Schizophrenia is one of the most mysterious and vexing diseases in psychiatry. The most afflicted often give up their lives to it. They are desolately lonely and tormented by hallucinations and paranoia. Neuroscientists have made tangible progress but the etiology or etiologies of the disease (the most popular theory is that gene mutations lead to abnormal development of neural circuits, particularly in the context of external stress, but a number of respected researchers have even suggested a viral cause) remain murky. This makes it difficult for physiology to inform drug development.

There is no question that some patients have Lazarus-like recoveries when the right medication is found. The search, though, can be a time-consuming pharmaceutical odyssey. Worse, however, is that not enough patients get excellent results. Clearly, we need more evidence about the medications we have now and even better drugs in the future.

We shouldn’t become cynical about the companies pursuing these cures. Competition between competing therapies broadens our understanding of mental illness and can help researchers chart a course towards the next generation of treatments. In a sea of uncertainty, that’s the best we can hope for.
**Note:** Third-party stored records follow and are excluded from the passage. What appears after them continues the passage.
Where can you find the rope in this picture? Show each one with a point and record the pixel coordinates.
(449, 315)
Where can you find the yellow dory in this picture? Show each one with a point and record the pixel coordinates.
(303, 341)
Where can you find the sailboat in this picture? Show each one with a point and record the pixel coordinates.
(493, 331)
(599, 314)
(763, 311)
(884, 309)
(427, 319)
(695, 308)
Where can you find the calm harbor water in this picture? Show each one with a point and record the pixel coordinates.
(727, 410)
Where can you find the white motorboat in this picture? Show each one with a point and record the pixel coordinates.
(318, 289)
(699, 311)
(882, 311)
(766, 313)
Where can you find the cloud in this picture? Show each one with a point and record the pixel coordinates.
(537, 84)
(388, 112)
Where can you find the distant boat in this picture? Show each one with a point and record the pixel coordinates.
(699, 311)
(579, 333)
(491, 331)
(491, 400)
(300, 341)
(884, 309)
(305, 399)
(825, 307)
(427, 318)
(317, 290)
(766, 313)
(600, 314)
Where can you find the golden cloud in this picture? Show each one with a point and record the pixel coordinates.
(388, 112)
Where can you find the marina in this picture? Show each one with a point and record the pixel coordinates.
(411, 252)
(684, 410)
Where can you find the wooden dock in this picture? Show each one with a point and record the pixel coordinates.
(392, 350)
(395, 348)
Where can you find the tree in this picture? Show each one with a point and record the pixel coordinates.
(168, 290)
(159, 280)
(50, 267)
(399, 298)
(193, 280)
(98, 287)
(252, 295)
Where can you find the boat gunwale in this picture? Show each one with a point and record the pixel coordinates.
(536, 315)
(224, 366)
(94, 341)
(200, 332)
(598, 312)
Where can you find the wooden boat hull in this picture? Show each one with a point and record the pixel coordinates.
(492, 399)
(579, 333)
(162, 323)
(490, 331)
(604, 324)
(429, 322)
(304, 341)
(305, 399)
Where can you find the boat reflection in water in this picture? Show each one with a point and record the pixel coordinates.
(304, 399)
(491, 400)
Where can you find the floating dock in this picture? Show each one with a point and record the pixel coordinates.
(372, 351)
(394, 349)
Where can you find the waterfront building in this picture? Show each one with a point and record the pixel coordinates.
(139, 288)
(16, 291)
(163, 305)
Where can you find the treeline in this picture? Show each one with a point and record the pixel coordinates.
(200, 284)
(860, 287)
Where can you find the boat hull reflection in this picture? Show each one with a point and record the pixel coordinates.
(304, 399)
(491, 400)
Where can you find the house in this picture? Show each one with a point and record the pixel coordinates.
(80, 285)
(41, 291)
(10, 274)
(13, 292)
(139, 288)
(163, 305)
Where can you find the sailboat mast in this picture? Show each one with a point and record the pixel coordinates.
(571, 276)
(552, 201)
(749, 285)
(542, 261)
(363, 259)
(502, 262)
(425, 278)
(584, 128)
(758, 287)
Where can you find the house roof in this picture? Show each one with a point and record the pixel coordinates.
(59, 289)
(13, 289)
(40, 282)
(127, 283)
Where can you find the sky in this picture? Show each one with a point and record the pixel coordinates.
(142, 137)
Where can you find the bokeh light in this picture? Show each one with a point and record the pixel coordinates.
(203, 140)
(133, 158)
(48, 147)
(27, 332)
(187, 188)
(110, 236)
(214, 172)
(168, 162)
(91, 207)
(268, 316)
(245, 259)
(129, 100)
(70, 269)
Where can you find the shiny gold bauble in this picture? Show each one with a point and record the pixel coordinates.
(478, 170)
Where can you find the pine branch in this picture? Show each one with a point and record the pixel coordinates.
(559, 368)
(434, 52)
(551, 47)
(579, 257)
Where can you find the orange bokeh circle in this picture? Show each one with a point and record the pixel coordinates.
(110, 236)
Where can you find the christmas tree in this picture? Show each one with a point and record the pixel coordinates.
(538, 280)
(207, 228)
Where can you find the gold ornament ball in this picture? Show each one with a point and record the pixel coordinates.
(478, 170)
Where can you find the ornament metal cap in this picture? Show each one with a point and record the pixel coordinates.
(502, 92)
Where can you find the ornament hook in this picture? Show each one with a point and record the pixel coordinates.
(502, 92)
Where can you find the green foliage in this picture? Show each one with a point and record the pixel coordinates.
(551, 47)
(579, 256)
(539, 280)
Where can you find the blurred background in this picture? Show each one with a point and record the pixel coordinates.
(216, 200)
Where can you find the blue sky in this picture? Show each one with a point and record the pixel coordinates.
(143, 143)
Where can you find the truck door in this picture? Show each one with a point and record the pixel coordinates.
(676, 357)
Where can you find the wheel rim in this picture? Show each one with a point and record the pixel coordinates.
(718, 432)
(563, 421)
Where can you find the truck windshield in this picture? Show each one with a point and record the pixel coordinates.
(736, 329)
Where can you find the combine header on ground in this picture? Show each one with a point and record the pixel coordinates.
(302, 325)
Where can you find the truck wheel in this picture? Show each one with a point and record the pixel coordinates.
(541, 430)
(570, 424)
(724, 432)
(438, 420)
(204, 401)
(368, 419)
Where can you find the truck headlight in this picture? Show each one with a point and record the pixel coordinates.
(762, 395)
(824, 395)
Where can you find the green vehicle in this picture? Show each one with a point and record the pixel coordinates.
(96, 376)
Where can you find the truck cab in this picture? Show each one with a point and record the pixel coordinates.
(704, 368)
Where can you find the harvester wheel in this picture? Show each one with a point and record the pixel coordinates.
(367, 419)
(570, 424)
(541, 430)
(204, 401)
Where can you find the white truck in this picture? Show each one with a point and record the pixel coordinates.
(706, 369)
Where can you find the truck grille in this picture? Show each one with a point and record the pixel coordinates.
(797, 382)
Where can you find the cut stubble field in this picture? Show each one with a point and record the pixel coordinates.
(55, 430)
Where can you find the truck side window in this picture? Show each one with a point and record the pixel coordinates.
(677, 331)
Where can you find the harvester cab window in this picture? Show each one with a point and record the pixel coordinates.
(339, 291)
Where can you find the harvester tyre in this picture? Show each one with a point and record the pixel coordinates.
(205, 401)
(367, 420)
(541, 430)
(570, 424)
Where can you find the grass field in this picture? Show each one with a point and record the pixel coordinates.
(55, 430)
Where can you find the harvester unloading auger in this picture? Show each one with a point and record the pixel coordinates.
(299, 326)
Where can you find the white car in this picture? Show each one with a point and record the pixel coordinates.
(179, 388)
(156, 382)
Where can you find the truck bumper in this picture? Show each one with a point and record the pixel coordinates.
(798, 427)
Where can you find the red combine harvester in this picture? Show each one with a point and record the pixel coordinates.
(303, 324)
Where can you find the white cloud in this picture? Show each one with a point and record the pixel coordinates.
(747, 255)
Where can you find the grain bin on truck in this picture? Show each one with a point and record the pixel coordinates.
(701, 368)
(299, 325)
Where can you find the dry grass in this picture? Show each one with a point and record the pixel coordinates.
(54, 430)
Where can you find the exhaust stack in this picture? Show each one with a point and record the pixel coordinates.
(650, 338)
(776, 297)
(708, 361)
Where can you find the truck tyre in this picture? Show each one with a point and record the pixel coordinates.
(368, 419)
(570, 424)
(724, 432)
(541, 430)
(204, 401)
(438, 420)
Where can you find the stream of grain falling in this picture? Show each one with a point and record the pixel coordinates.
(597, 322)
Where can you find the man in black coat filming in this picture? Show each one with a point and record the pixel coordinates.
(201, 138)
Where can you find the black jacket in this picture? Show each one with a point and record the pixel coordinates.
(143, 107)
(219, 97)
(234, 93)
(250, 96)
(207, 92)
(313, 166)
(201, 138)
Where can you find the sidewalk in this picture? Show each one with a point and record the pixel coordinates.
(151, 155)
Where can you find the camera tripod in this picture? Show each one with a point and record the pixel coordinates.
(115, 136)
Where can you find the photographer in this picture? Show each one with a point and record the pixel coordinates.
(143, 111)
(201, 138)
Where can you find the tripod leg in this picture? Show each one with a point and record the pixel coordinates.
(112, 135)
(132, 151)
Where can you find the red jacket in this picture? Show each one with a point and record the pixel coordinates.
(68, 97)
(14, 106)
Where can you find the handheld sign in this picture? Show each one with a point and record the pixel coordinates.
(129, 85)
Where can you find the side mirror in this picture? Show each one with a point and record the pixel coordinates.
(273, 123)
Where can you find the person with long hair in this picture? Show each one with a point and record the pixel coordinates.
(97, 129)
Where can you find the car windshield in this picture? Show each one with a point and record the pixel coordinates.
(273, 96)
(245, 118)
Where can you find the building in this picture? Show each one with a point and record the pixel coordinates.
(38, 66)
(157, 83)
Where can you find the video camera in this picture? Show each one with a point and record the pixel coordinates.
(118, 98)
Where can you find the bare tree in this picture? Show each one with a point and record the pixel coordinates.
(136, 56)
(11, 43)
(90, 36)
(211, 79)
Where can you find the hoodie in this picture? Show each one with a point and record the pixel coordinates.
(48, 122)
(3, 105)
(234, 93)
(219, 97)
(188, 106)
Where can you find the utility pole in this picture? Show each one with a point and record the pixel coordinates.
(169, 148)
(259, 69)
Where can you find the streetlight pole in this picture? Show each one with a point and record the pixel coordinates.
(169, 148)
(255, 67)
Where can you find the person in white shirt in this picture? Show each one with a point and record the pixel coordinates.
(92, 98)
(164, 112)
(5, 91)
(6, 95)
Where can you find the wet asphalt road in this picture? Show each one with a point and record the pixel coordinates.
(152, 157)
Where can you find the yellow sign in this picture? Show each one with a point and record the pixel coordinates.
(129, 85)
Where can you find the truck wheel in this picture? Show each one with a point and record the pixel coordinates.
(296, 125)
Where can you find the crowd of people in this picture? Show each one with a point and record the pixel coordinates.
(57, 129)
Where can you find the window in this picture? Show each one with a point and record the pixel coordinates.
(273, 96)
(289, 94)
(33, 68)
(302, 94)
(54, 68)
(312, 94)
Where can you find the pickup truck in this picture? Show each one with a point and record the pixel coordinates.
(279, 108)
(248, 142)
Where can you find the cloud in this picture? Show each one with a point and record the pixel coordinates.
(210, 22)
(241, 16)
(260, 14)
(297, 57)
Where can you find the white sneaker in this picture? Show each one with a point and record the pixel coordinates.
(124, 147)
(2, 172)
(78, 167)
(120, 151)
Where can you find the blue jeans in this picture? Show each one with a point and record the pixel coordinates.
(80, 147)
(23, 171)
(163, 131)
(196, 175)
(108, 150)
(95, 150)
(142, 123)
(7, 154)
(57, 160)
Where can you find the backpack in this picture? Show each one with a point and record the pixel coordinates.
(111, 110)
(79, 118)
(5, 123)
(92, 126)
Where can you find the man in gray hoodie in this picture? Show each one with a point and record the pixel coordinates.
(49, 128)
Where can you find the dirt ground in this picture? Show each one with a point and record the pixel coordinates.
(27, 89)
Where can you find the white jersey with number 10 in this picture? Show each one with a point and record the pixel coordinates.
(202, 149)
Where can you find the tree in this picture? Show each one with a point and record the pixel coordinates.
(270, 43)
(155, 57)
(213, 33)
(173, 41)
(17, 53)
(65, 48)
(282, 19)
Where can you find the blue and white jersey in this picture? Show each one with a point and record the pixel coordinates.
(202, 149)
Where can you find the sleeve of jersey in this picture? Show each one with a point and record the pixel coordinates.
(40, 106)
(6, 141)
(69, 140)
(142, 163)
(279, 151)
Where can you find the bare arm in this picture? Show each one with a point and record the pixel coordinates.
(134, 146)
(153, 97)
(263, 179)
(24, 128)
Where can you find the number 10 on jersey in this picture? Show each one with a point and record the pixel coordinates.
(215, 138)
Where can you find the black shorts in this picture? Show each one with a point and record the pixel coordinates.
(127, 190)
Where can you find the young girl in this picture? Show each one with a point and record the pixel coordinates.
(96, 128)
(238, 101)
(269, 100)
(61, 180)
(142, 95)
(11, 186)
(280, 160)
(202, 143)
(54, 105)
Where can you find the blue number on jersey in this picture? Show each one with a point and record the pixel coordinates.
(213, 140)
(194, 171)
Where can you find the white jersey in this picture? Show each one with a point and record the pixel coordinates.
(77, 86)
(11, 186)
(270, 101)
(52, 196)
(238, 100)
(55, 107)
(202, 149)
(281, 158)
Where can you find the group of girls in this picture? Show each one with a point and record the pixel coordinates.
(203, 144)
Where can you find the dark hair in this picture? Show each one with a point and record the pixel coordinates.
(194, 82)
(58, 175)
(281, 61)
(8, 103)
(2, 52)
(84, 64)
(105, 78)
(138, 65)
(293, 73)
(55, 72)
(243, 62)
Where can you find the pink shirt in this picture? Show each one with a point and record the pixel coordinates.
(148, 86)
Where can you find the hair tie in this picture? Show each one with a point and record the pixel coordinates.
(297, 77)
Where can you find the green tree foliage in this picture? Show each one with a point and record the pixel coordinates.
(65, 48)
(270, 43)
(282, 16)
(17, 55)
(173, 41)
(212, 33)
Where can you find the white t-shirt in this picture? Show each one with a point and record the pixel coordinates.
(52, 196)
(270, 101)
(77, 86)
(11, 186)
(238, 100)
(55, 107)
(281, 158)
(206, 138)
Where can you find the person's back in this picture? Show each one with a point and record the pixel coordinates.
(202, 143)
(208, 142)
Dr. Sally Satel is a resident scholar at AEI.

Notes
[1] Some psychiatrists consider clozapine (now off patent) to be a first line drug for schizophrenia. It has been clearly demonstrated to be superior to other atypical antipsychotics but is not very popular because of the necessary blood monitoring. Also, because it is generic, there is no pharmaceutical advertising behind it. See Tamminga, C. Practical Treatment Information for Schizophrenia American Journal of Psychiatry 163:563-565, 2006. Of interest, now lithium is making a comeback. A number of new studies have shown that it has a significant suicide-prevention effect, see Tondo L., Hennen J., Baldessarini R.J Lower suicide risk with long-term lithium treatment in major affective illness: a meta-analysis. Acta Psychiatrica Scandinavica, vol. 104, Number 3, September 2001, pp. 163-172(10); Cipriani A, Pretty H, Hawton K, Geddes JR. Lithium in the prevention of suicidal behavior and all-cause mortality in patients with mood disorders: a systematic review of randomized trials. Am J Psychiatry. 2005 Oct;162(10):1805-19; Kessing LV, Sondergard L, Kvist K, Andersen PK. Suicide risk in patients treated with lithium. Arch Gen Psychiatry. 2005 Aug;62(8):860-6;Muller-Oerlinghausen B, Felber W, Berghofer A, Lauterbach E, Ahrens B.The impact of lithium long-term medication on suicidal behavior and mortality of bipolar patients. Arch Suicide Res. 2005;9(3):307-19.

[2] Rush AJ, Trivedi MH, Wisniewski SR, Stewart JW, Nierenberg AA, Thase ME, Ritz L, Biggs MM, Warden D, Luther JF, Shores-Wilson K, Niederehe G, Fava M; STAR*D Study Team. Bupropion-SR, sertraline, or venlafaxine-XR after failure of SSRIs for depression. N Engl J Med. 2006 Mar 23;354(12):1305-7;Rubinow DR Treatment strategies after SSRI failure–good news and bad news. N Engl J Med. 2006 Mar 23;354(12):1305-7.

[3] Lieberman JA, Stroup TS, McEvoy JP, et. al. Clinical Antipsychotic Trials of Intervention Effectiveness (CATIE) Investigators. Effectiveness of antipsychotic drugs in patients with chronic schizophrenia.N Engl J Med. 2005 Sep 22;353(12):1209-23.

[4] And, still, patients on first generation, or typical, antipsychotics were not followed long enough to track emergence of tardive dyskinesia, the major aversive side-effect from long term use.

[5] Other suggestions: perhaps the FDA could require a new medication be included in at least one large, long-term trial funded by the company and designed and conducted by an independent group at the expense of that company or jointly supported by NIH. Alternatively, one could have the FDA require that as part of Phase IV (post-FDA approval) that companies would be obligated to contribute to CATIE-like studies to see how effective medications are when used they way clinicians use them for the patients that they treat. Since these would be head-to-head studies, several companies would contribute and this would combat any bias that could be alleged when a single company pays.